Honorable mentions: Teno Afrika’s Amapiano Selections, a mission statement for South Africa’s new deep-house revolution; George Clanton and Nick Hexum’s self-titled and Washed Out’s Purple Noon, reminders of the ongoing wonderfulness of chillwave; Richard Dawson’s Republic of Geordieland, a slight but satisfying Bandcamp compilation from Britain’s best, burliest folkie; Destroyer’s Have We Met, with the slinky Dan Bejar grumbling above a sea of fog; Drakeo the Ruler’s Thank You For Using GTL, a brilliant concept album about rap kayfabe recorded over the phone from jail; Fire-Toolz’ Rainbow Bridge, a progressive metal epic bursting with queer-as-fuck Internet optimism; of1000faces’ Astronomica, an ambient adventure in space; Jayda G’s Both of Us/Are U Down, two disco slow-burners that take on classic-album grandeur by themselves; Nathan Salsburg’s Landwerk No. 2, a guitar-collage album whose pall of static feels as ancient and immovable as the land; KeiyaA’s Forever, Ya Girl, an insular soul album from New York’s cryptic new rap scene; Roedelius’ Wahre Liebe, a career highlight for the octogenarian synth wizard; Sparkle Division’s To Feel Embraced, the first William Basinski album that sounds how he looks and talks; Taylor Swift’s Folklore, whose snowy reverb is the best fit yet for her writing; Thundercat’s It Is What It Is, which turns down the memes and turns up the bass; Yves Tumor’s Heaven for a Tortured Mind, which remembers when rock ’n’ roll was sexy; and Lucinda Williams’ Good Souls Better Angels, 12 righteous prayers of anger from the insanely consistent country singer.

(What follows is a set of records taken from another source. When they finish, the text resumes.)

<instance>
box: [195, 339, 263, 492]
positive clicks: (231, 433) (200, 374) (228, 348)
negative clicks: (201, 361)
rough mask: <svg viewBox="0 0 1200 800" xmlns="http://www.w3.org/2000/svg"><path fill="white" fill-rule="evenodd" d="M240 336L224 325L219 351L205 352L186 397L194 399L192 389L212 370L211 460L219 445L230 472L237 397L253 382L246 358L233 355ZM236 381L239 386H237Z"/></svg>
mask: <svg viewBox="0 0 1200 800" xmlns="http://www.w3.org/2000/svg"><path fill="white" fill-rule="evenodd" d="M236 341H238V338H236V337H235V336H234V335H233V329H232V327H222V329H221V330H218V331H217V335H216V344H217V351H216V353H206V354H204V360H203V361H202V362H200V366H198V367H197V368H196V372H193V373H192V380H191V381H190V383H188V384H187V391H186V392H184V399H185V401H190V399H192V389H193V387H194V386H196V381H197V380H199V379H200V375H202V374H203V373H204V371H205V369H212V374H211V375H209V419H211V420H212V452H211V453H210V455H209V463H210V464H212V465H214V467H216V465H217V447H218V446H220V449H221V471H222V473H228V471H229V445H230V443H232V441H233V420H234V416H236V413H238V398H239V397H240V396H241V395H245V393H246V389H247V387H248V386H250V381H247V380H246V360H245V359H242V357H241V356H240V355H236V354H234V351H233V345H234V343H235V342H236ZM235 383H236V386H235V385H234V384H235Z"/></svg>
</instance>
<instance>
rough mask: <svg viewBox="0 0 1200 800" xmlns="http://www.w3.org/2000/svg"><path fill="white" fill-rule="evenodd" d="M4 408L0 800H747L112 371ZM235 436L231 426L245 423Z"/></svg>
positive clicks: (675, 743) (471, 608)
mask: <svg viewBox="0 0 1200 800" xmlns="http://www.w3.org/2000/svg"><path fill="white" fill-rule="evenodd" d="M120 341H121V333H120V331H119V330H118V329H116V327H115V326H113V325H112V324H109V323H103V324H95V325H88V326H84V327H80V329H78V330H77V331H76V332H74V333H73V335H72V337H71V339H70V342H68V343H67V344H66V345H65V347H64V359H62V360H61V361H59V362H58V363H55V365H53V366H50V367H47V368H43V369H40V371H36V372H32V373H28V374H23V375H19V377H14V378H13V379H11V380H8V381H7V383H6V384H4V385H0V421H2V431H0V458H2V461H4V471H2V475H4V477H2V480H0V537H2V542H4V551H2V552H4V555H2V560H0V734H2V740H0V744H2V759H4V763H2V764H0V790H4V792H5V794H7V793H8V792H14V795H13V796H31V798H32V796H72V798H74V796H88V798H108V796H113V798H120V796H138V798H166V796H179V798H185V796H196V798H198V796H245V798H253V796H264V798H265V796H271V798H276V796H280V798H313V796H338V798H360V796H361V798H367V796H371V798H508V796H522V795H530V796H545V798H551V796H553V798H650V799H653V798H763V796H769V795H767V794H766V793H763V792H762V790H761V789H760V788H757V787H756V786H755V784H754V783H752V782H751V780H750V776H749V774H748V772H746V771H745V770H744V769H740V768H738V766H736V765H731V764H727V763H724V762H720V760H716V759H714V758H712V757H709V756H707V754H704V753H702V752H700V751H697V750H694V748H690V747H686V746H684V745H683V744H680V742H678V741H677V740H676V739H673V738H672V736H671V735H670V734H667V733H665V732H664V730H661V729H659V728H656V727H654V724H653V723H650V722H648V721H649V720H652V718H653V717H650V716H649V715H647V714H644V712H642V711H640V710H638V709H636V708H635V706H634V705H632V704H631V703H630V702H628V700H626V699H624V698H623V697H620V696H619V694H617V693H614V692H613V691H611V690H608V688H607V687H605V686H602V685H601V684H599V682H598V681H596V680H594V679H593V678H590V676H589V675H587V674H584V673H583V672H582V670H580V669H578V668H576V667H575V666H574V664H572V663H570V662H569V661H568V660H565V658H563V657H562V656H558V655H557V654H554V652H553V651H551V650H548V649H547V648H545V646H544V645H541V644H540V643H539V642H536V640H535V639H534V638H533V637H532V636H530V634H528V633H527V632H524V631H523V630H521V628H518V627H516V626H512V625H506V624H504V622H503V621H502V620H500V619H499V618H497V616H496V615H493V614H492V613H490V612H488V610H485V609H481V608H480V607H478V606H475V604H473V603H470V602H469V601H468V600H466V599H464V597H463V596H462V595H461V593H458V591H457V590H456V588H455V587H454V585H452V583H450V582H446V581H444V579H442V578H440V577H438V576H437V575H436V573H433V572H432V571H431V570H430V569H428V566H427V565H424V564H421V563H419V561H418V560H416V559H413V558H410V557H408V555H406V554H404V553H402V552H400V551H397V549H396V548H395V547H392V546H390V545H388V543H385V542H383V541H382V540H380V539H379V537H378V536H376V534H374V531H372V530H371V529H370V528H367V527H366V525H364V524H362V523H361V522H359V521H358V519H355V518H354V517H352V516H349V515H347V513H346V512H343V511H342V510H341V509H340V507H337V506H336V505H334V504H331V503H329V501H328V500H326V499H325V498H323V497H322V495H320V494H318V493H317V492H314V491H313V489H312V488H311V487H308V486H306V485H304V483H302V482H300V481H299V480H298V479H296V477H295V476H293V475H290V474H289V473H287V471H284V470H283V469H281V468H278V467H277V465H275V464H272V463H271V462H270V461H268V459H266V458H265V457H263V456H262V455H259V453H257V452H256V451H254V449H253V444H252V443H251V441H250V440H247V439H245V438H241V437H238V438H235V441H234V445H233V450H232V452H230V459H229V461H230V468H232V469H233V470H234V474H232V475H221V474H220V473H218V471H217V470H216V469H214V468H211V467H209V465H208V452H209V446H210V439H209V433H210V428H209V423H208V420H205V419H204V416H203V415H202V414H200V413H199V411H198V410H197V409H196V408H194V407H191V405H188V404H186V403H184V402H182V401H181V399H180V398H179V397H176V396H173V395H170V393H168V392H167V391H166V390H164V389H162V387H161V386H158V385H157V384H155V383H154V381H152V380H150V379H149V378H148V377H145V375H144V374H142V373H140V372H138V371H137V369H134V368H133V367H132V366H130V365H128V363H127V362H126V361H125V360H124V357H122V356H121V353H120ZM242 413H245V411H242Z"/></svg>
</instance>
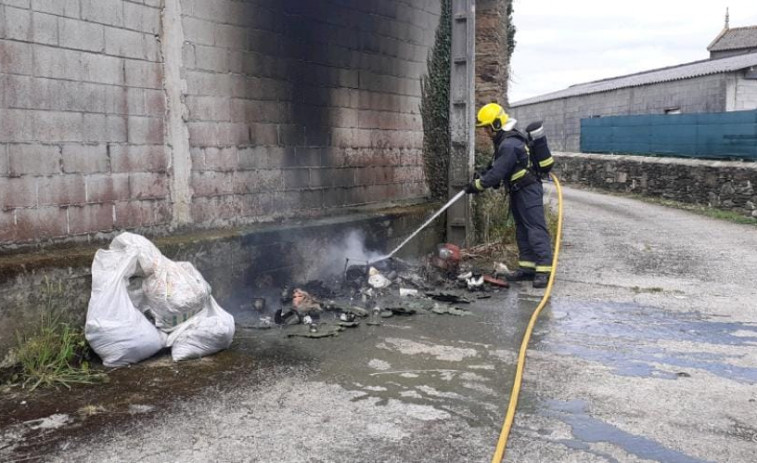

A few great local albums: E-40’s The Curb Commentator 1 and 2, his latest ongoing series; Catapult Stevens’ Songs from a Trebuchet, a lovely indie-rock EP for Casa de las Madres; Double Libra’s Total Sincerity Forever, which feels at once classic and futuristic; Field Medic’s Floral Prince and Sespool’s Before the Fog Covers Me, two brothers with two takes on emo on the opposite ends of the stylistic spectrum; Secret Secret’s Secret Secret, from a local DIY supergroup with sass and fire; Juicebump’s Hello Pinky!, a steel-cage death match between Devo-Core and radio interference; Joel Shanahan’s Frozen Clock Hovering, a formidable package for an even more formidable album; Sun Kin’s Private Time, sophisti-soul as smooth as silk, and its remix album Public Time; and Squadda B’s Return of Dogand Cloud Blitz, two fuzzy odysseys about what it means to be a career musician in a place increasingly hostile to artists.